Die Maßnahmen sollten der Offenheit der Lösungen und Ergebnisse sowie der Transparenz des Forschungsprozesses besondere Aufmerksamkeit widmen. Um die Vertrauenswürdigkeit, das öffentliche Bewusstsein und die Unterstützung sowie die breite Übernahme durch die Nutzergemeinschaften zum Nutzen der Gesellschaft zu gewährleisten, sollten die Maßnahmen die höchsten Standards für Transparenz und Offenheit fördern. Die Maßnahmen sollten sicherstellen, dass die Prozesse und Ergebnisse von Forschung und Innovation mit den Bedürfnissen, Werten und Erwartungen der Gesellschaft übereinstimmen, im Einklang mit verantwortungsvoller Forschung und Innovation.

Dieses Ziel ist in die folgenden Rubriken gegliedert, die Themen mit ähnlichen Ergebnissen zusammenfassen, um eine gemeinsame Herausforderung anzugehen:

Führungsrolle in der KI auf der Grundlage von Vertrauen

Ziel dieser Rubrik ist es, die Autonomie Europas im Bereich der KI zu gewährleisten und eine Führungsrolle bei der Erforschung, Entwicklung und dem Einsatz von Technologien von Weltrang zu übernehmen, die für den Menschen individuell, organisatorisch und gesellschaftlich von Nutzen sind und den europäischen Werten entsprechen, wie z.

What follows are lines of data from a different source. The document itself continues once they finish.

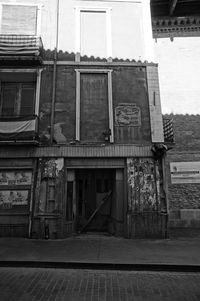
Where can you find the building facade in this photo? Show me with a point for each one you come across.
(81, 129)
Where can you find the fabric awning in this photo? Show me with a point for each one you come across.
(20, 45)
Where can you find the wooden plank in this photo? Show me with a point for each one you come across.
(105, 199)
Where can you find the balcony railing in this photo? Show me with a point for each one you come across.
(168, 130)
(19, 130)
(20, 47)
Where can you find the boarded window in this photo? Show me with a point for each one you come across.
(17, 99)
(94, 107)
(19, 19)
(93, 34)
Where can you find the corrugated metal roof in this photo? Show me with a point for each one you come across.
(77, 151)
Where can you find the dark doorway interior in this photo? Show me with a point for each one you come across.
(95, 194)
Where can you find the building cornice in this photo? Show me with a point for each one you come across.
(176, 26)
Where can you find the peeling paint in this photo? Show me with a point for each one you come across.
(142, 185)
(58, 135)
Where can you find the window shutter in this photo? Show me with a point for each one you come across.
(19, 19)
(9, 95)
(27, 100)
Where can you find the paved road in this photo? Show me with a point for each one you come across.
(26, 284)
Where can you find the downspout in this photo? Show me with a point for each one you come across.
(54, 77)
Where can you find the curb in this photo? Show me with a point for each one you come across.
(101, 266)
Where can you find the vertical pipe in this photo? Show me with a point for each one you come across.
(54, 76)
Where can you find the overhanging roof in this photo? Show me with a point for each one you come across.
(175, 18)
(175, 8)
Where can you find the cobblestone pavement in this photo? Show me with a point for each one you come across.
(77, 285)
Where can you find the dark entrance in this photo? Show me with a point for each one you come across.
(95, 191)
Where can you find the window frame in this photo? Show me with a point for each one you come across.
(78, 99)
(37, 83)
(107, 11)
(17, 107)
(39, 15)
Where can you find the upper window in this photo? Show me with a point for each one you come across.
(19, 19)
(17, 100)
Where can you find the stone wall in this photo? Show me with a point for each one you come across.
(184, 199)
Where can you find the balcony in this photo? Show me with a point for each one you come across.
(168, 131)
(20, 49)
(19, 130)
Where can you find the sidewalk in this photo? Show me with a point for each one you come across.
(99, 249)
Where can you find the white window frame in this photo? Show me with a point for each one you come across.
(39, 13)
(107, 11)
(78, 99)
(38, 83)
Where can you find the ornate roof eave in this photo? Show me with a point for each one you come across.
(176, 27)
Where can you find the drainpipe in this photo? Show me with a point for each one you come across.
(54, 76)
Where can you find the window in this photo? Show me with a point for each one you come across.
(15, 188)
(94, 108)
(17, 100)
(20, 19)
(93, 32)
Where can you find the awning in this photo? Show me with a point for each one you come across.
(20, 45)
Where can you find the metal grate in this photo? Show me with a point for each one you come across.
(168, 130)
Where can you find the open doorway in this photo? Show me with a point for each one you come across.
(95, 196)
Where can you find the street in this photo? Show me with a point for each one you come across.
(58, 284)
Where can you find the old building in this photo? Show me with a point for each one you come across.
(81, 129)
(181, 19)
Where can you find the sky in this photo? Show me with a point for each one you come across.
(179, 74)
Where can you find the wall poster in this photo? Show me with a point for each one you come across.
(185, 172)
(10, 198)
(15, 177)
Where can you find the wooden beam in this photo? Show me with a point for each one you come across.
(172, 6)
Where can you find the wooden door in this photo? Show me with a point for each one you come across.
(70, 203)
(92, 187)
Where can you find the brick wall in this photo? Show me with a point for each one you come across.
(184, 199)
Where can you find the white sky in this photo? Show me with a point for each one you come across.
(179, 74)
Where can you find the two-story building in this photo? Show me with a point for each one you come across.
(81, 130)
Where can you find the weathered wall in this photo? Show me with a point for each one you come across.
(130, 99)
(184, 199)
(126, 30)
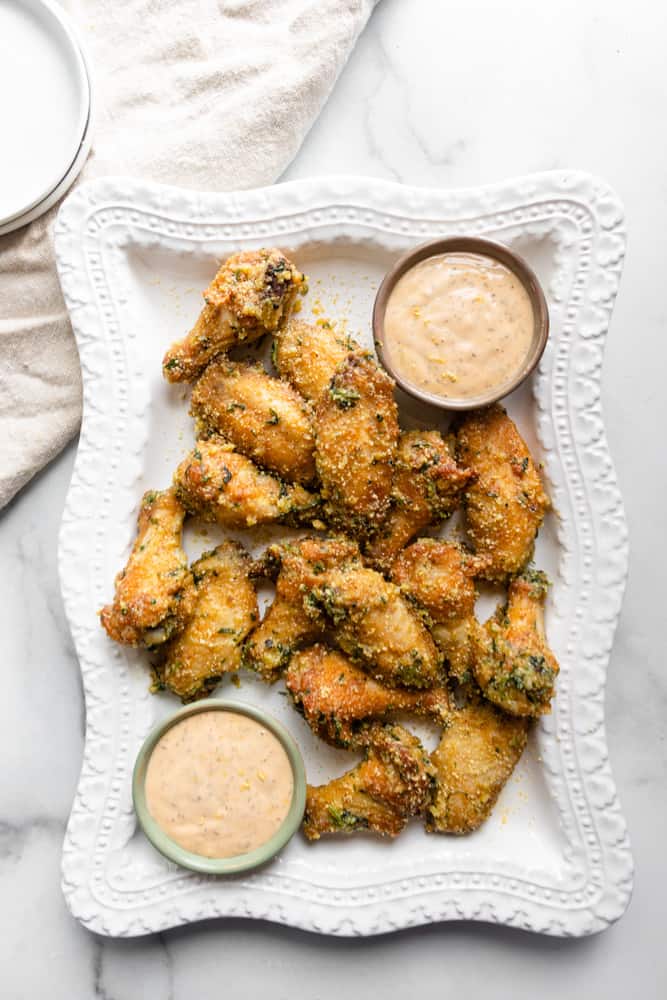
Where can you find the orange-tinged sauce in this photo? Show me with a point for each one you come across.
(219, 784)
(457, 325)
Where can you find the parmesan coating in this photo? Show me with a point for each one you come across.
(439, 577)
(261, 416)
(394, 782)
(505, 505)
(375, 626)
(220, 485)
(287, 625)
(153, 594)
(356, 441)
(335, 696)
(308, 354)
(517, 670)
(225, 609)
(478, 751)
(426, 490)
(253, 293)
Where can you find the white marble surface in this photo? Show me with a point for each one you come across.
(442, 93)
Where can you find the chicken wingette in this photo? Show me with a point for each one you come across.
(287, 625)
(505, 505)
(153, 594)
(253, 293)
(517, 669)
(375, 625)
(220, 485)
(336, 697)
(439, 577)
(478, 751)
(224, 611)
(308, 354)
(356, 437)
(263, 417)
(426, 490)
(393, 783)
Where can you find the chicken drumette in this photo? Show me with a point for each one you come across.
(287, 625)
(336, 697)
(308, 354)
(478, 751)
(356, 437)
(439, 577)
(225, 609)
(517, 669)
(220, 485)
(426, 490)
(263, 417)
(253, 293)
(394, 782)
(505, 505)
(154, 593)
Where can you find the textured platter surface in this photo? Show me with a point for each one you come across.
(555, 856)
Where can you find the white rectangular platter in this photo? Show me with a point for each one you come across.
(555, 856)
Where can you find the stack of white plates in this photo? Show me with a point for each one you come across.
(45, 109)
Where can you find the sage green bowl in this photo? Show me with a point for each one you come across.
(239, 862)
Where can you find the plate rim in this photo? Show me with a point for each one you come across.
(65, 174)
(596, 216)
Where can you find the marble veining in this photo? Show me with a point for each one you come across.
(576, 85)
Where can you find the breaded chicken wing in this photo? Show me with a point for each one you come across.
(505, 505)
(426, 490)
(375, 625)
(225, 609)
(287, 625)
(356, 440)
(393, 783)
(439, 577)
(336, 697)
(308, 354)
(154, 592)
(253, 293)
(264, 418)
(517, 670)
(478, 751)
(220, 485)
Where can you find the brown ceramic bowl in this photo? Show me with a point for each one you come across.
(471, 245)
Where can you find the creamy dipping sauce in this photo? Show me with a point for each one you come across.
(457, 325)
(219, 784)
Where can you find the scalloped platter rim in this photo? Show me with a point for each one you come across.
(556, 857)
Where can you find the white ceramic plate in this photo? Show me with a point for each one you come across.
(554, 857)
(44, 111)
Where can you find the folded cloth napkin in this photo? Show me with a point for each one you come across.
(208, 94)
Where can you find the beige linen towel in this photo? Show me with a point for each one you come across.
(208, 94)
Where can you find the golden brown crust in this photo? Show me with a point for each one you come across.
(264, 418)
(335, 696)
(356, 441)
(517, 669)
(476, 755)
(220, 485)
(225, 609)
(375, 626)
(308, 354)
(379, 795)
(153, 593)
(439, 577)
(287, 625)
(253, 293)
(506, 504)
(427, 488)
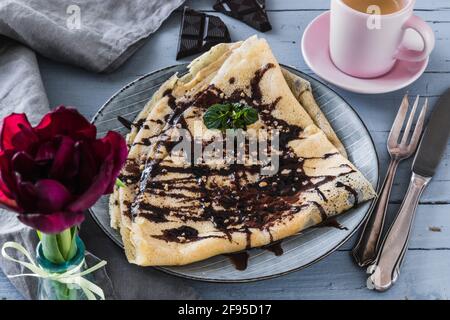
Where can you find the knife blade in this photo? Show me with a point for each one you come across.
(435, 138)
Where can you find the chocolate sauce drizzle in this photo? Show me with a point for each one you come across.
(243, 206)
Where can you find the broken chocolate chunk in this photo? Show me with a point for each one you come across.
(199, 32)
(251, 12)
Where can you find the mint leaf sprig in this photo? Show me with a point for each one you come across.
(229, 116)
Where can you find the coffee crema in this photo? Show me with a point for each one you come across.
(383, 6)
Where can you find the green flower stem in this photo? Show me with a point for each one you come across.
(64, 243)
(61, 247)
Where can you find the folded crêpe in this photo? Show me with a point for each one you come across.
(173, 213)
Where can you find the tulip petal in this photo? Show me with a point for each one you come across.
(67, 122)
(46, 151)
(52, 223)
(52, 196)
(24, 164)
(7, 203)
(7, 178)
(17, 133)
(27, 195)
(63, 162)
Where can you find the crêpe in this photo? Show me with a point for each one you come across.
(176, 213)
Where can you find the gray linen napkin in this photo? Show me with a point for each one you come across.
(21, 90)
(96, 35)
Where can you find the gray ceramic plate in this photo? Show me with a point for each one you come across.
(301, 250)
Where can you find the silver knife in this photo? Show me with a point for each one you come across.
(386, 268)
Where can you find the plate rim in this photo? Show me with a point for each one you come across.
(260, 278)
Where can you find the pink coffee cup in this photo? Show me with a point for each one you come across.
(367, 45)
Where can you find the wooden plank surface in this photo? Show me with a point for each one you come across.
(425, 274)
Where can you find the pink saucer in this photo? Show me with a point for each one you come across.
(315, 48)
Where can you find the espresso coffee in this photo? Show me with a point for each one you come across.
(384, 6)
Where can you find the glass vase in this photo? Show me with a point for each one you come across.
(49, 289)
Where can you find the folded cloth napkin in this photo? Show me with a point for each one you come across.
(113, 29)
(96, 35)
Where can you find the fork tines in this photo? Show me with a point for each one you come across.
(399, 123)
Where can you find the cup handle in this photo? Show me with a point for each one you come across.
(427, 34)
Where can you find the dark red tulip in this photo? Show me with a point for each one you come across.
(51, 173)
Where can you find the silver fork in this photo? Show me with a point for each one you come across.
(366, 249)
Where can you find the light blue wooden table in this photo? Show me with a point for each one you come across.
(425, 274)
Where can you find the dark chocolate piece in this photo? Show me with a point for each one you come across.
(199, 32)
(251, 12)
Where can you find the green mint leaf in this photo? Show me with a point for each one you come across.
(229, 116)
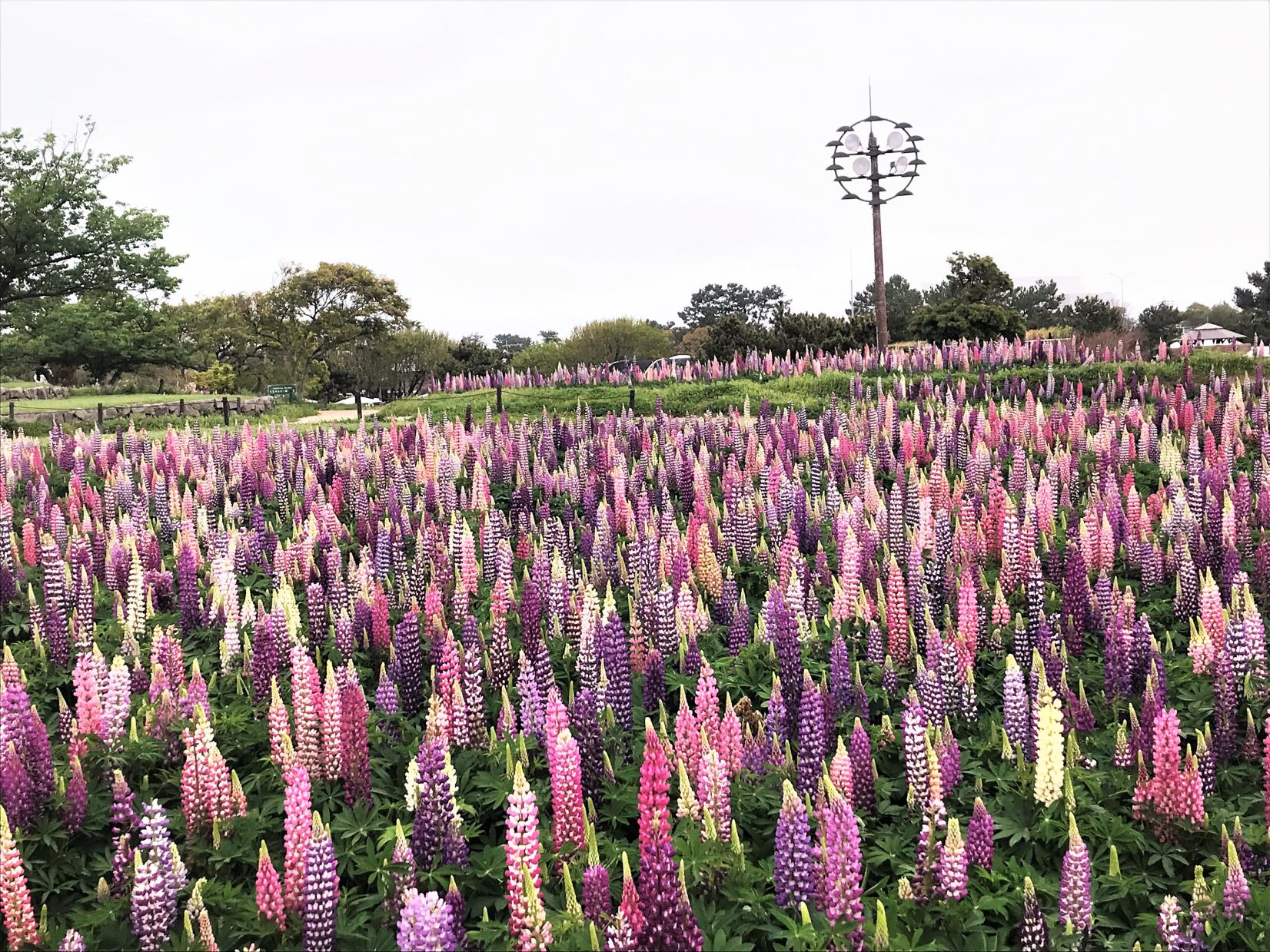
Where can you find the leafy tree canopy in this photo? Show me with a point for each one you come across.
(62, 237)
(716, 301)
(1161, 321)
(1091, 313)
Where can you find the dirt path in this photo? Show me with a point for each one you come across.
(337, 416)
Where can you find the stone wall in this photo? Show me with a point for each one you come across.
(36, 391)
(194, 406)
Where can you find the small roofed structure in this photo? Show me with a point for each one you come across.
(1208, 335)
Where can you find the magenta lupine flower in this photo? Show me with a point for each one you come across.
(950, 882)
(298, 831)
(321, 891)
(76, 798)
(426, 924)
(1075, 904)
(841, 866)
(861, 769)
(978, 841)
(795, 862)
(1235, 893)
(268, 890)
(568, 825)
(812, 743)
(524, 852)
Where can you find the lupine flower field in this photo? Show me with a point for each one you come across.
(960, 663)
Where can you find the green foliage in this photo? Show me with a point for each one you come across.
(1254, 303)
(714, 303)
(62, 237)
(974, 301)
(617, 339)
(1091, 313)
(101, 333)
(311, 313)
(1040, 304)
(218, 379)
(544, 357)
(1161, 321)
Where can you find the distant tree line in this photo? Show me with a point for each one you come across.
(87, 288)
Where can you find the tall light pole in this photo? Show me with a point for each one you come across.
(868, 160)
(1122, 277)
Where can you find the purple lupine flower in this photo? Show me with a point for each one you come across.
(979, 831)
(738, 629)
(860, 751)
(654, 679)
(426, 924)
(1032, 934)
(794, 871)
(409, 663)
(841, 860)
(813, 744)
(584, 724)
(1016, 712)
(321, 891)
(1235, 893)
(952, 881)
(597, 897)
(617, 668)
(1075, 904)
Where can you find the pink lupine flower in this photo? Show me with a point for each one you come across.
(19, 919)
(524, 852)
(298, 831)
(268, 890)
(569, 825)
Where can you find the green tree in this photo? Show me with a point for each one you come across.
(62, 237)
(902, 301)
(473, 354)
(101, 333)
(817, 331)
(1091, 313)
(1040, 304)
(715, 301)
(617, 339)
(1254, 304)
(510, 343)
(313, 313)
(1161, 321)
(973, 303)
(543, 357)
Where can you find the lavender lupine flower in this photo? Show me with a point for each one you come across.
(654, 679)
(1075, 904)
(952, 881)
(426, 924)
(1235, 893)
(321, 891)
(1032, 932)
(861, 769)
(1170, 923)
(978, 841)
(813, 744)
(794, 872)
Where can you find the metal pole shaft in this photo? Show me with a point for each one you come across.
(879, 282)
(879, 272)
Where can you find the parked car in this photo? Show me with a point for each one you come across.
(673, 363)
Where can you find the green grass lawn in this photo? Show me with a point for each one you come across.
(80, 401)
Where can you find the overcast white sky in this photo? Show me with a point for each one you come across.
(521, 167)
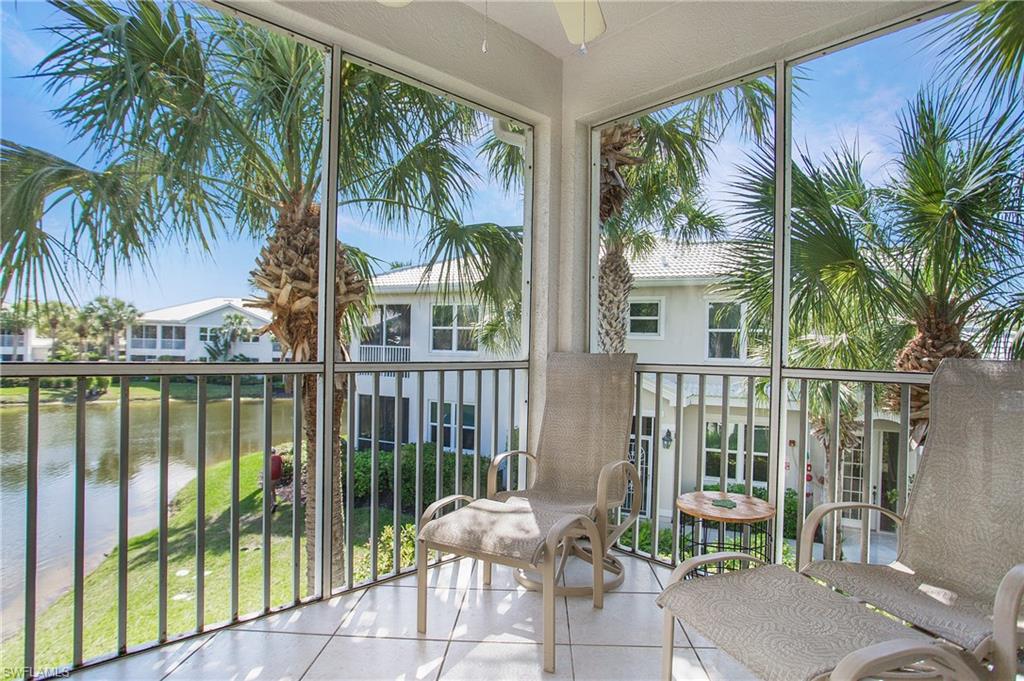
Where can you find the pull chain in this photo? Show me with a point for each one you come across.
(583, 43)
(483, 45)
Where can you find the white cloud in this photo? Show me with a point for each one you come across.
(17, 43)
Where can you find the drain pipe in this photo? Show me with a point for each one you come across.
(504, 132)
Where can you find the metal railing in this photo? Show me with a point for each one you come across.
(497, 392)
(691, 397)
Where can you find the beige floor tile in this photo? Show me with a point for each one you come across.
(503, 662)
(378, 660)
(391, 612)
(248, 655)
(625, 620)
(604, 663)
(320, 618)
(150, 665)
(722, 667)
(508, 616)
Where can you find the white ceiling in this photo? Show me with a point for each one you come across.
(537, 20)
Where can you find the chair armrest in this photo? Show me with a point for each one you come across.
(691, 564)
(1006, 614)
(805, 550)
(880, 658)
(496, 462)
(428, 514)
(603, 481)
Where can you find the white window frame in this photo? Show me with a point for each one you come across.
(708, 302)
(467, 444)
(740, 453)
(659, 300)
(455, 328)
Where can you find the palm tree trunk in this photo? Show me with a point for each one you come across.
(614, 283)
(287, 271)
(937, 339)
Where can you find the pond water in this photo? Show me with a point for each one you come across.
(56, 481)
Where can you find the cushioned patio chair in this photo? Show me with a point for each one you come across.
(955, 592)
(580, 470)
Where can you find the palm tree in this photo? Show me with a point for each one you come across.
(56, 316)
(928, 266)
(650, 174)
(15, 320)
(114, 316)
(85, 328)
(204, 125)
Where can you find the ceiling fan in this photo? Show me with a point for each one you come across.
(583, 20)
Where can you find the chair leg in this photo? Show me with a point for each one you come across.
(548, 570)
(421, 587)
(668, 645)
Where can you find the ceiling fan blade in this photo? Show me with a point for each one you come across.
(573, 17)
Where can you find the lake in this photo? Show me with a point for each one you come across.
(56, 481)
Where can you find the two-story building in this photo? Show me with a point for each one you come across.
(676, 315)
(182, 333)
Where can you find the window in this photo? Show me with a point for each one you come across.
(645, 317)
(737, 453)
(725, 338)
(468, 426)
(643, 468)
(388, 325)
(385, 422)
(454, 328)
(713, 450)
(172, 338)
(143, 336)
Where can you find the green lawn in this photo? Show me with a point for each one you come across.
(141, 388)
(53, 626)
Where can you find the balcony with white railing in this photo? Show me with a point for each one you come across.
(216, 577)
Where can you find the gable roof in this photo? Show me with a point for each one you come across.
(668, 260)
(186, 311)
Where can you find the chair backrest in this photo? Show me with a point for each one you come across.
(588, 411)
(965, 518)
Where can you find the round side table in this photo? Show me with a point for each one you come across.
(710, 528)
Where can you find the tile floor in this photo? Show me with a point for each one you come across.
(473, 633)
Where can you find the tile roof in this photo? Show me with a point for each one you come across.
(667, 260)
(672, 260)
(186, 311)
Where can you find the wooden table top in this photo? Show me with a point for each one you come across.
(749, 509)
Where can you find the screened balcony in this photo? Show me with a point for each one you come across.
(228, 513)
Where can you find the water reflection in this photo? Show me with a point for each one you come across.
(56, 471)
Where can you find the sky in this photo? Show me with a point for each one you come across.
(176, 275)
(852, 95)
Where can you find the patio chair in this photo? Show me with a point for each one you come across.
(956, 587)
(580, 470)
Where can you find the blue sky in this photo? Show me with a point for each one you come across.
(854, 95)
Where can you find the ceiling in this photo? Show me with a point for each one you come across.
(537, 20)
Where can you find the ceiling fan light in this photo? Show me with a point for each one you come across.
(581, 29)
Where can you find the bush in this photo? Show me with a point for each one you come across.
(361, 478)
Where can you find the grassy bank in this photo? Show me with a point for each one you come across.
(54, 624)
(141, 389)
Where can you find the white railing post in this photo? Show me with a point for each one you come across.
(326, 337)
(780, 302)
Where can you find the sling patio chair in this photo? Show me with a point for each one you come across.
(580, 470)
(949, 607)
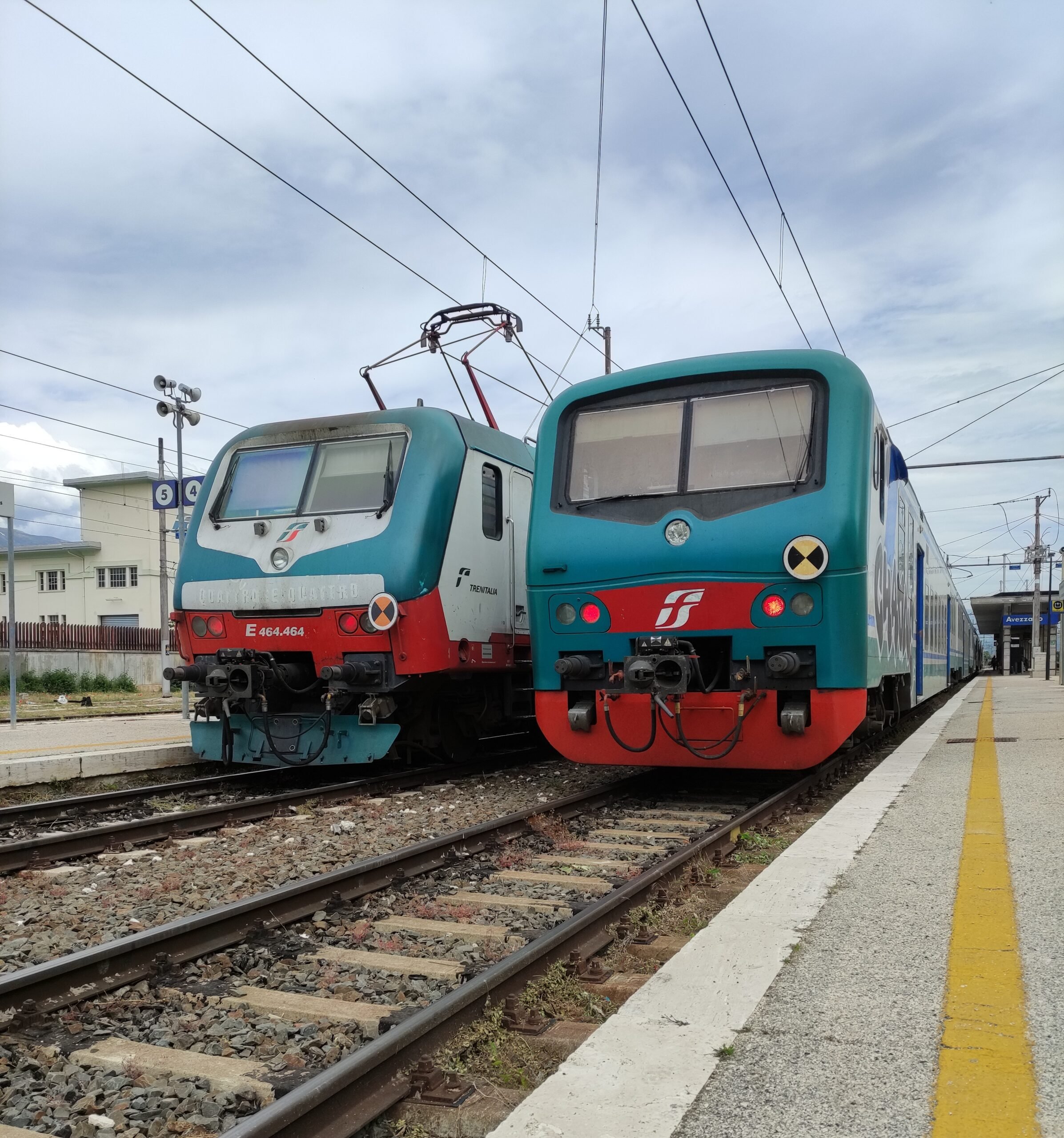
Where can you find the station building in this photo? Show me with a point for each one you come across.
(1008, 618)
(111, 575)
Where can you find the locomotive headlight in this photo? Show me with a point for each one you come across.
(678, 532)
(566, 614)
(802, 605)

B. den Prinzipien, die sich in unseren Grundrechten und der ökologischen Nachhaltigkeit widerspiegeln. Es müssen Technologien entwickelt werden, denen die Industrie und die Bürger vertrauen, so dass sie in einem breiten Spektrum von Anwendungen und Industriezweigen eingesetzt werden können. Vertrauenswürdige KI ist besonders wichtig in Anwendungen wie (aber nicht nur) im Gesundheitswesen oder in verschiedenen kritischen Infrastrukturen wie Energie und Transport.

Einige Themen dieser Rubrik sind unter der co-programmierten Partnerschaft 'AI, Data and Robotics' zu finden.

Vorschläge sollten mit dem Europäischen Institut für Innovation und Technologie (EIT) und seinen Wissens- und Innovationsgemeinschaften (KICs), insbesondere dem EIT Digital, verknüpft werden.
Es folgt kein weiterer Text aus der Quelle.